Enjoy your emotions, but don't bank on them.
posted by Lesser Shrew at 8:33 AM on November 8, 2011


I'm the same way and one of the prime advantages of being married was not having to do this again. I think as long as you're not like suicidal after someone turns you down, it's fine. Just be self-aware (Which you are), know that you're maybe a few pegs above where you should be and keep your expectations in line. Also, enjoy mopey records and a little self-pity from time to time, but don't be afraid to get back on the horse.
posted by GilloD at 9:56 AM on November 8, 2011


This example seems to suggest that something else is going on in this case: "We went on a few dates, and after date #3, we made out and cuddled for a few hours. When the night ended, he kissed me goodbye and texted me on his way home to say he was looking forward to seeing me again. Two days later, he tells me he's not attracted to me and he wants to call it off."

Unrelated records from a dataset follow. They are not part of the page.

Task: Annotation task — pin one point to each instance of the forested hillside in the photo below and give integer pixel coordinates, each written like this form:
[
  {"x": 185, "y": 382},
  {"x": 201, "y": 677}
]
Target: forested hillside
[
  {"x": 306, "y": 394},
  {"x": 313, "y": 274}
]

I can't help thinking that they guy probably wasn't really into you. He was just hoping to get laid, and when that didn't happen, he bailed. And, frankly, that's good for you because it probably means he wasn't what you're looking for anyway! ...not that it doesn't make you feel bad.

The problem with emotions is that they are both good and bad. But it doesn't sound like you did anything wrong at all. And, really, by a third date with some making out and cuddling, I'd be getting my hopes up too.

I think it's fine to be a little excited after three great dates. Hell, I'd feel bad if I had three great dates with someone and she wasn't a little excited about it too.

The real problem is when people get super excited after ONE date. Or, worse, before there even has been a date. But it doesn't sound like you're doing that.

The bottom line is this: sometimes, dating sucks. It can be the worst thing ever. Oh, but there are those times when dating can be the best, Best, BEST! Thing! Ever! You have to accept the goods with the bads and do your best to keep it all in check.

And that's my advice to you: keep it in check. It's ok to be a little excited when things seem to be going well early on. But remind yourself to keep it in check. And, whatever you do, don't become jaded. The worst thing you can do is make future guys pay for the mistakes of previous guys.

Best of luck to you.
posted by 2oh1 at 12:46 PM on November 8, 2011


I am just like you, though a bit older. I try to keep in mind two things:

1. Making out is fun, the good shmoopy feelings are good, and being able to even experience those feelings are good, so the time spent wasn't a total waste -- sort of similar to the Buddhist approach above. Live In the Now, not the imagined future.

2. If this guy decides he isn't into you, better now than later; also, it's not You, it's Him (there's nothing wrong with you, there's probably nothing wrong with him; try not to take it personally).

I also feel free to share the story with my friends for commiserating/validation purposes. ("He texted you that sweet message and then broke it off? What a jerk!") It helps me not turn it all inward and into "what did I do wrong?" And then move on to the next fellow.